The artist is best known for “Backyards and Beyond: Mississippians and Their Stories,” a mixed-media project Porter created documenting how coastal residents are rebuilding their lives in the aftermath of Hurricane Katrina.
Porter transplanted to Vicksburg when the opportunity was presented to purchase a century-old clothing store on Washington Street that already had been renovated by Jack Kyle, a noted Mississippi art promoter.
She misses her Belhaven home, Millsaps Avenue art studio and Fondren but the move was a good fit for Porter.
“Jack had actually purchased this space in 1999 and he did a wonderful job renovating, so I didn’t have to do much,” she said. “It was strange leaving Jackson four years ago but this place is an artist’s dream. I just fell in love with the building.”
The building itself contains a whopping 9,000 square feet with three floors and a basement. Porter’s art gallery serves as the focal point from the street and still features many of the original fixtures from the building, which was constructed in 1875.

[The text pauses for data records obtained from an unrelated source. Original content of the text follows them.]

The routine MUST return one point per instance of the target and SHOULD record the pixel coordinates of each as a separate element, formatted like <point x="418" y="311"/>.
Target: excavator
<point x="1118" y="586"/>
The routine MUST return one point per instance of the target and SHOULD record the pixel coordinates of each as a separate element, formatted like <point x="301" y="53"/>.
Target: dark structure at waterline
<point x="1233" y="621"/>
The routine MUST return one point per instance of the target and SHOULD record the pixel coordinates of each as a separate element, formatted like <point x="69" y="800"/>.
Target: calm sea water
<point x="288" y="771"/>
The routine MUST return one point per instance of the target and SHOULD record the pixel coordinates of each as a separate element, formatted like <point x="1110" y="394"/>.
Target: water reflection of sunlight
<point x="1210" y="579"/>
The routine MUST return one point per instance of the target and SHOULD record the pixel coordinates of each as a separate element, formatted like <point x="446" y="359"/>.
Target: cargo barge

“The gallery is 2,400 square feet and still has the same tin ceiling,” she said. “This place just has a real cosmopolitan feel to it, but I can look out back and watch the barge traffic up and down the river.”

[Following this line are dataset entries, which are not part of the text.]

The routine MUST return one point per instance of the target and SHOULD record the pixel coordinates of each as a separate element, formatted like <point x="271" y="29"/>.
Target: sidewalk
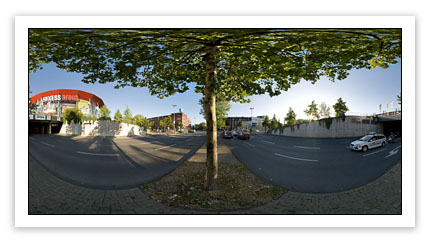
<point x="50" y="195"/>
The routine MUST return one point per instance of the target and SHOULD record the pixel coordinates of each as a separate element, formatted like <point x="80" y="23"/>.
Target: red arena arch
<point x="54" y="102"/>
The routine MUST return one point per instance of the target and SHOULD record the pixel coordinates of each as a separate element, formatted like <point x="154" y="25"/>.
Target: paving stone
<point x="51" y="195"/>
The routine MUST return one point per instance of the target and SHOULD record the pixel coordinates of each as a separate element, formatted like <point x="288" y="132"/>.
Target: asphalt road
<point x="313" y="165"/>
<point x="113" y="163"/>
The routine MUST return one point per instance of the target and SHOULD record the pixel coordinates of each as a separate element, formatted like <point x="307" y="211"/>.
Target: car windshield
<point x="366" y="138"/>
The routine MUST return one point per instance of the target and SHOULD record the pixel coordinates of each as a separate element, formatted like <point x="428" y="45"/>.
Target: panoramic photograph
<point x="215" y="121"/>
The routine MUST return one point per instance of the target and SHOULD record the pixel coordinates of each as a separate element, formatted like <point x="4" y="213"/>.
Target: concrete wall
<point x="102" y="128"/>
<point x="351" y="127"/>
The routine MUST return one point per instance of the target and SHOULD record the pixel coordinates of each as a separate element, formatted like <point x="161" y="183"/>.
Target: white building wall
<point x="338" y="129"/>
<point x="102" y="128"/>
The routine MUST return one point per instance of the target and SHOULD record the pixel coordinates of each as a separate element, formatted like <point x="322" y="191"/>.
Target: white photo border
<point x="406" y="219"/>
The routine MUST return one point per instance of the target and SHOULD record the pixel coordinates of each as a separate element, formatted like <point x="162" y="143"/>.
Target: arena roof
<point x="81" y="95"/>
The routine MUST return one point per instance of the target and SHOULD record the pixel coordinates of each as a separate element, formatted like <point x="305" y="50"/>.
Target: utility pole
<point x="251" y="120"/>
<point x="174" y="118"/>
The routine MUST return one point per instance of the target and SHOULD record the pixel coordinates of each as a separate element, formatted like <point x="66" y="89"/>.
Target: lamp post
<point x="251" y="120"/>
<point x="174" y="118"/>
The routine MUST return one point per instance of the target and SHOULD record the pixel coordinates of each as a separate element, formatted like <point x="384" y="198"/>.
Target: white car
<point x="369" y="142"/>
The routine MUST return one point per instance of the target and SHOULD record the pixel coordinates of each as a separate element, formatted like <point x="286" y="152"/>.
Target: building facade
<point x="179" y="118"/>
<point x="55" y="102"/>
<point x="232" y="123"/>
<point x="46" y="117"/>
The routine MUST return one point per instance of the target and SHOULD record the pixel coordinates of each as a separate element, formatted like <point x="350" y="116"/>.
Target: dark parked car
<point x="244" y="135"/>
<point x="227" y="135"/>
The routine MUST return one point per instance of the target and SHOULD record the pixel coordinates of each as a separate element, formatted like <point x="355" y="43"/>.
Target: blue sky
<point x="363" y="91"/>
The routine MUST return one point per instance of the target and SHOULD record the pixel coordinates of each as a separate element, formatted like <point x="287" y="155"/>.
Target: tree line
<point x="75" y="115"/>
<point x="313" y="112"/>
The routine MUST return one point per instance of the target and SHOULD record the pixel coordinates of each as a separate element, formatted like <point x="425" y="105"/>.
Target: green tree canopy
<point x="312" y="111"/>
<point x="274" y="123"/>
<point x="222" y="107"/>
<point x="240" y="123"/>
<point x="234" y="63"/>
<point x="104" y="113"/>
<point x="167" y="122"/>
<point x="118" y="116"/>
<point x="141" y="121"/>
<point x="291" y="117"/>
<point x="340" y="108"/>
<point x="266" y="123"/>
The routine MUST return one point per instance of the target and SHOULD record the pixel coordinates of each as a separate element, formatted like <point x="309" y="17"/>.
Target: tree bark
<point x="210" y="113"/>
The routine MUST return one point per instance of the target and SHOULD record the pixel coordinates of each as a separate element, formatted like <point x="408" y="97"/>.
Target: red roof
<point x="81" y="94"/>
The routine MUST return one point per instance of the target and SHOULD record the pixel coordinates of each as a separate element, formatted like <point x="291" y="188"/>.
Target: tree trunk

Porter’s second floor loft features an open plan with a unique twist — four ionic columns from the fabled St. Petersburg exhibition in Jackson a few years ago.
“I sleep between two of these columns and it’s really neat,” she said. “Jack (Kyle) brought the St. Petersburg exhibit to the state and he put them up here when he bought the building.”

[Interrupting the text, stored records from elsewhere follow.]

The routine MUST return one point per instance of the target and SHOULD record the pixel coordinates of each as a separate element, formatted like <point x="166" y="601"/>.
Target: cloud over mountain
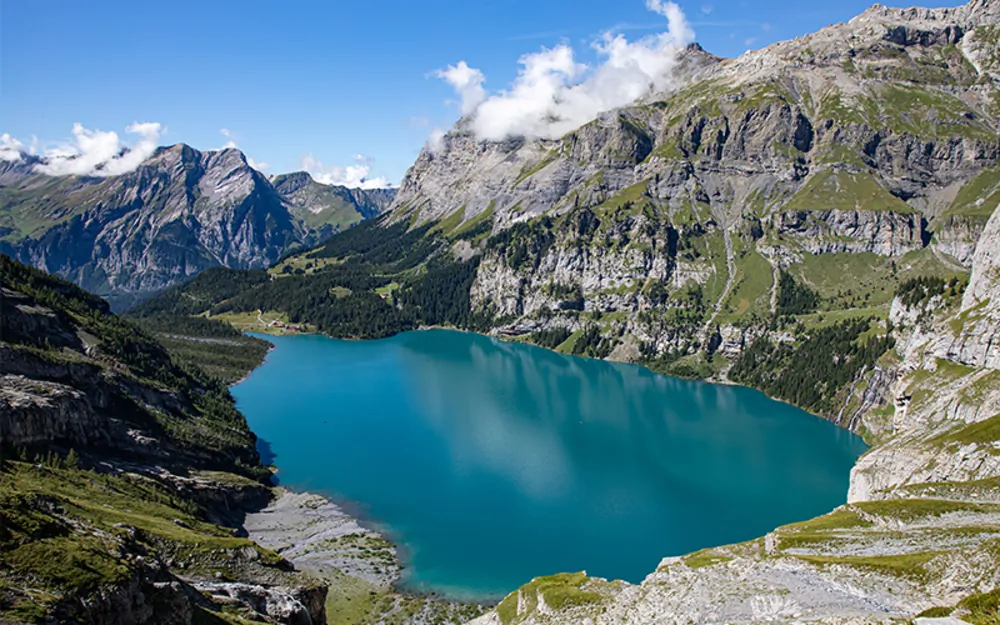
<point x="554" y="94"/>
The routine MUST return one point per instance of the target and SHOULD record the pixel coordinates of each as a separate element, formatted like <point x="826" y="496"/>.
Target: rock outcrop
<point x="151" y="532"/>
<point x="178" y="213"/>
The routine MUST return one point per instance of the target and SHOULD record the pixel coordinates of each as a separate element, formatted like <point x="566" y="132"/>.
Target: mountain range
<point x="180" y="212"/>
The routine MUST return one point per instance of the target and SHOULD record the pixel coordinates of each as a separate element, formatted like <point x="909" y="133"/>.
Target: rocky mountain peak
<point x="181" y="211"/>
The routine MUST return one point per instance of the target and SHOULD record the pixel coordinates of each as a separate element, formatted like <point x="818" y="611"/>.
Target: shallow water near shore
<point x="492" y="463"/>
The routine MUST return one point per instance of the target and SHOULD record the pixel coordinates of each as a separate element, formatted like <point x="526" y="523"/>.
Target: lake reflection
<point x="496" y="462"/>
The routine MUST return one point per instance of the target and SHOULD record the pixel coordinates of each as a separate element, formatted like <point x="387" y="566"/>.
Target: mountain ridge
<point x="178" y="213"/>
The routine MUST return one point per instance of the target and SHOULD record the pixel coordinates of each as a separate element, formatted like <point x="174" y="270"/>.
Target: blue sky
<point x="328" y="79"/>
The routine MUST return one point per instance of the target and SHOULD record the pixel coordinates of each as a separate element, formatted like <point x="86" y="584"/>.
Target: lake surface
<point x="490" y="463"/>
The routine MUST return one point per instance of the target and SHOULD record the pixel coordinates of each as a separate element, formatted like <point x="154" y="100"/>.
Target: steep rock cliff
<point x="179" y="212"/>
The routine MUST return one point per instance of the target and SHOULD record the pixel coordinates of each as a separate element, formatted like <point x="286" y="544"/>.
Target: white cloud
<point x="99" y="153"/>
<point x="231" y="144"/>
<point x="467" y="83"/>
<point x="258" y="165"/>
<point x="553" y="94"/>
<point x="10" y="148"/>
<point x="355" y="176"/>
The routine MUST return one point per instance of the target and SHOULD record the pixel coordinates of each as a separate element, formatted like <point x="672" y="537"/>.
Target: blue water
<point x="490" y="463"/>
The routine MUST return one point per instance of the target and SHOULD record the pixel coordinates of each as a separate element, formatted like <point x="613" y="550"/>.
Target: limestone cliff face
<point x="885" y="233"/>
<point x="151" y="533"/>
<point x="180" y="212"/>
<point x="866" y="137"/>
<point x="977" y="341"/>
<point x="829" y="144"/>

Added Porter, laughing: “I guess you could call my (decorating) style eclectic —Pottery Barn meets ancient Rome.”
The third floor is empty but Porter has plans for what she calls her “blank space.” She envisions subdividing the area into three rooms and opening a bed and breakfast for visiting artists.
“I’ve already drawn up the plans, but it all depends on cash flow,” Porter said.